Tea Party Republicans are not the ones who’re gonna be punished at the polls for shutting down the government.  The ones who’ll be punished are the moderate Republicans who’re ready to compromise.  Perhaps that means fewer and fewer Republicans will be elected over time--and actually, I suspect that is exactly what it means--but the guys who do get elected in the future are not going to be the ones who reached across the aisle to come to some sort of sensible compromise.  That’s just not the way we’re headed as a country.
But.  What does the President care?  Last I heard, he was delighted with the shutdown and felt his party was winning.  As of mid-week, Democrats had raised more than $2 million from small donors, and they were looking at this as a real fund-raising opportunity.  This--again--does not bode well for the spirit of compromise.
***
Last thing I’ll say on this topic is on the National Debt.  The government right now is borrowing at rates that are well below inflation.  Inflation nationally is probably about 2.5%, and the government is borrowing at about .5%, meaning that the Federal Government is actually borrowing at a profit these days--a substantial one.  If it were a business, it would be borrowing all that it could and investing in as many safe returning investments as it could find.  Nationally, I think that means education and infrastructure, but your mileage may vary.  
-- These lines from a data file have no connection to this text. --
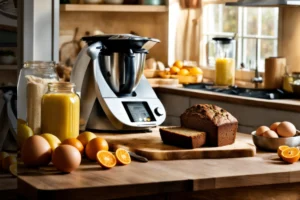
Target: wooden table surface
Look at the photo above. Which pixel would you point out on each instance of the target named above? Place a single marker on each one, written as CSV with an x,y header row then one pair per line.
x,y
279,104
8,186
156,177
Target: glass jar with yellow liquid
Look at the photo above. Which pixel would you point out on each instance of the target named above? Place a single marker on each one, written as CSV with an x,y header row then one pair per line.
x,y
224,61
61,110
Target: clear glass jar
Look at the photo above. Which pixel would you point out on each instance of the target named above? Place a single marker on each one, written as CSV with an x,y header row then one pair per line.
x,y
32,84
61,110
225,61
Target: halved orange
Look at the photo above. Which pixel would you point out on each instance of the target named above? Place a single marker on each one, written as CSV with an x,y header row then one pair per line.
x,y
290,155
280,149
106,159
123,156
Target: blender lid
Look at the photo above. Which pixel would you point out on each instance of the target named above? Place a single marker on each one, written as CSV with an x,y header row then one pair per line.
x,y
116,42
223,40
117,37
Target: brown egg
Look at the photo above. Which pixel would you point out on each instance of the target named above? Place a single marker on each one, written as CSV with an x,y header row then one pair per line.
x,y
260,130
286,129
36,151
270,134
274,126
66,158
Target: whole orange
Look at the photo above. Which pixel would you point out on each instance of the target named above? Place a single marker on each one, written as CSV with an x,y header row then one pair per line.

It’s never good policy to borrow and spend on unnecessary short-term luxuries, but long-term investments in the current climate make sense, all things considered.
As to why the government is able to borrow so cheaply, well…  That’s a story for another day.

[1] I’ve had to do this exactly once, right after Sally and I got married and before we had her insurance card from my company’s healthcare provider.  She got really sick one night, so I took her to the Hoboken Emergency Room, where they took her temperature and then sat us in a corner for four hours.  Finally, we left--once we realized that there wasn’t actually a doctor in the hospital that night--and I took Sally home, put her to bed, and prayed.  As it happened, she survived.  But the hospital sent us a bill for $400 for “triage.”  That triage took roughly five minutes and consisted mostly of paperwork, and it involved no doctors.  For those five minutes, the hospital charged roughly $5000/hour.  Our provider later paid $250 to settle the bill.